I didn’t let it hurt me; some people, you have to realize, will never be the support system you wish they were.
Don’t let her ruin your excitement. If she wants to be uppity about your dads money (or whatever her reason may be) I’d stay away from her. She is only dulling your shine, and you deserve to feel like a radiant, beautiful, deserving bride.
Post # 11
That stinks! But I’m sure she’s going to have a MUCH better reaction when it’s her wonderful step-daughter in the dress!
Post # 12
@younglady: I’d just like to say, my dress is a size AU10!!! so proud of myself! haha I do have plenty of other people to support me and play along with my excitement…it’s just sad that it was someone so important and who knows how much this all means to me.
@Kat: Oh wow – that would so hard to hear! I’m sure it was a fantastic dress! I am realising that if she is going to make choices that make me uncomfortable to talk about the wedding then she will become discluded and she will have to deal with those consequences! Still upsetting though!
@BrandNewBride: Thanks! I jsut don’t want it to come to that time and then she’s jealous because she hasn’t been involved in all of it.
I think I will speak to my dad and let him know how I feel – maybe there is something more going on in their lives that I am unaware of. And if not, maybe he can give me some advice as to how to approach it.
Post # 13
I just wanted to offer my support, OP. You were so excited about your spectacular gown, and your family should share in that excitement (even if it’s just them being happy because you are).
My heart goes out to you, because there is nothing like having support and encouragement from your family (espcially when you’re making such a life-changing decision as marriage). I really hope that you all are able to resolve this for the better, and that you truly feel their sincere love and support for you (which seems to be the underlying issue beyond their lack of enthusiasm for your dress).
Post # 14
I’m so sorry about this. Please don’t let that take the excitment away from you. I know what you mean about wanting people to be happy for you. FMIL doesn’t know I have my dress I haven’t said anything because I know she is not going to say anything nice about it, and I don’t want to hear it. I hope you feel better, and that your step mother changes her attitude. Best Wishes.
Post # 15
@MlleFabuleux: That’s what I hope too – I just want to be able to act excited around her, and tell her about all the things that are happening in regards to the wedding! But that’s ok, I have two other sisters, my best friends and my mummy! 😀 It just sucks because it’s awkward to even mention the wedding around her, she just seems sour about the whole affair!

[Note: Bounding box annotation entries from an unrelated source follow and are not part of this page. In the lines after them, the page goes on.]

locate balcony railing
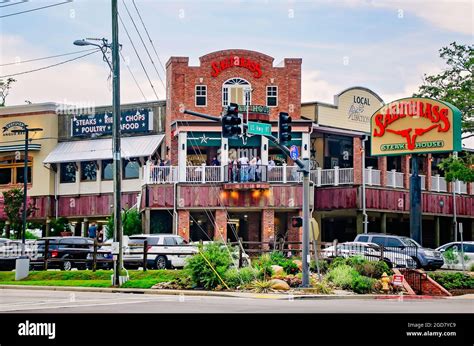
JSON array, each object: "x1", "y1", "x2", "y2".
[{"x1": 143, "y1": 165, "x2": 474, "y2": 194}]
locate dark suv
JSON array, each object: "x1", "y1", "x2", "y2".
[
  {"x1": 31, "y1": 237, "x2": 94, "y2": 270},
  {"x1": 354, "y1": 233, "x2": 444, "y2": 270}
]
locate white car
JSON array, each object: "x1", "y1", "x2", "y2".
[
  {"x1": 321, "y1": 242, "x2": 416, "y2": 268},
  {"x1": 123, "y1": 234, "x2": 198, "y2": 269},
  {"x1": 436, "y1": 241, "x2": 474, "y2": 270}
]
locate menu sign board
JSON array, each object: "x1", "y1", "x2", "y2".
[{"x1": 71, "y1": 109, "x2": 153, "y2": 137}]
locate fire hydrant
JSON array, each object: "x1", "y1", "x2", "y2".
[{"x1": 380, "y1": 273, "x2": 390, "y2": 292}]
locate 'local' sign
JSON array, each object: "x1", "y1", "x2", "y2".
[
  {"x1": 71, "y1": 109, "x2": 153, "y2": 136},
  {"x1": 370, "y1": 98, "x2": 461, "y2": 156}
]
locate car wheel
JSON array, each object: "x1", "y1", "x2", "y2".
[
  {"x1": 155, "y1": 256, "x2": 168, "y2": 269},
  {"x1": 61, "y1": 257, "x2": 72, "y2": 271}
]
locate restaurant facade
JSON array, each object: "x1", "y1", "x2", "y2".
[{"x1": 0, "y1": 49, "x2": 474, "y2": 246}]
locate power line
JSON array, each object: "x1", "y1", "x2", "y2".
[
  {"x1": 0, "y1": 48, "x2": 97, "y2": 66},
  {"x1": 0, "y1": 0, "x2": 28, "y2": 7},
  {"x1": 133, "y1": 0, "x2": 166, "y2": 73},
  {"x1": 0, "y1": 0, "x2": 73, "y2": 19},
  {"x1": 118, "y1": 13, "x2": 160, "y2": 100},
  {"x1": 120, "y1": 52, "x2": 148, "y2": 101},
  {"x1": 122, "y1": 0, "x2": 166, "y2": 90},
  {"x1": 0, "y1": 49, "x2": 100, "y2": 78}
]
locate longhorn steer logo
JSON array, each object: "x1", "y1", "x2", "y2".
[{"x1": 373, "y1": 101, "x2": 451, "y2": 150}]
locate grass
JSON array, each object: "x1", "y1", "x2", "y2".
[{"x1": 0, "y1": 270, "x2": 184, "y2": 288}]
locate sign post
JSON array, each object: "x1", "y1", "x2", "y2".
[{"x1": 370, "y1": 97, "x2": 461, "y2": 244}]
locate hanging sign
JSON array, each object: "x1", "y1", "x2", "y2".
[
  {"x1": 71, "y1": 109, "x2": 153, "y2": 136},
  {"x1": 370, "y1": 97, "x2": 461, "y2": 156}
]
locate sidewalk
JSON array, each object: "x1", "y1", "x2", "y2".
[{"x1": 0, "y1": 285, "x2": 462, "y2": 300}]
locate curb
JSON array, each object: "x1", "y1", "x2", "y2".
[{"x1": 0, "y1": 285, "x2": 452, "y2": 300}]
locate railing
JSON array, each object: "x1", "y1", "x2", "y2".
[
  {"x1": 387, "y1": 169, "x2": 405, "y2": 188},
  {"x1": 364, "y1": 167, "x2": 382, "y2": 185},
  {"x1": 143, "y1": 164, "x2": 474, "y2": 194}
]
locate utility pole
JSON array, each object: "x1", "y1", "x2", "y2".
[
  {"x1": 112, "y1": 0, "x2": 123, "y2": 286},
  {"x1": 183, "y1": 110, "x2": 311, "y2": 287}
]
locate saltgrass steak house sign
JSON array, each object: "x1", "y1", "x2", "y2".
[{"x1": 370, "y1": 97, "x2": 461, "y2": 156}]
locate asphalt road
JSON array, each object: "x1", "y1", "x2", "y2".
[{"x1": 0, "y1": 289, "x2": 474, "y2": 313}]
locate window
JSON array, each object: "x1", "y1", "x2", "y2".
[
  {"x1": 385, "y1": 238, "x2": 403, "y2": 247},
  {"x1": 0, "y1": 156, "x2": 33, "y2": 185},
  {"x1": 102, "y1": 160, "x2": 114, "y2": 180},
  {"x1": 196, "y1": 85, "x2": 207, "y2": 107},
  {"x1": 59, "y1": 162, "x2": 76, "y2": 183},
  {"x1": 222, "y1": 78, "x2": 252, "y2": 107},
  {"x1": 123, "y1": 161, "x2": 140, "y2": 179},
  {"x1": 81, "y1": 161, "x2": 97, "y2": 181},
  {"x1": 267, "y1": 85, "x2": 278, "y2": 107}
]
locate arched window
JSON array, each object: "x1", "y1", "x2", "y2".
[{"x1": 222, "y1": 78, "x2": 252, "y2": 106}]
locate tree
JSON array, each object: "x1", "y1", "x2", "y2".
[
  {"x1": 106, "y1": 209, "x2": 142, "y2": 239},
  {"x1": 413, "y1": 42, "x2": 474, "y2": 138},
  {"x1": 438, "y1": 153, "x2": 474, "y2": 182},
  {"x1": 0, "y1": 78, "x2": 16, "y2": 107},
  {"x1": 3, "y1": 188, "x2": 36, "y2": 239}
]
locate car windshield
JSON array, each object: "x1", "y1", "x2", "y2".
[{"x1": 400, "y1": 238, "x2": 421, "y2": 247}]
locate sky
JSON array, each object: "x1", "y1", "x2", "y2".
[{"x1": 0, "y1": 0, "x2": 474, "y2": 106}]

She also told me that the only reason I want to get married and have children so fast (I am only 21, will be 22 when we wed – but will have been together nearly 5 years) is because my parents separated when I was young and I want a normal family. That has nothing to do with it! I want to get married and have children because I think we will both make fantastic parents, we have done all that we want to for now…we want children young so we can travel later when we don’t have to worry about saving all our money for children!
Post # 16
I think you over reacted. Those are the first things they said, they weren’t thinking. No one said you ahve to take them with you, get some of your girls to go pick it up and go out to dinner after.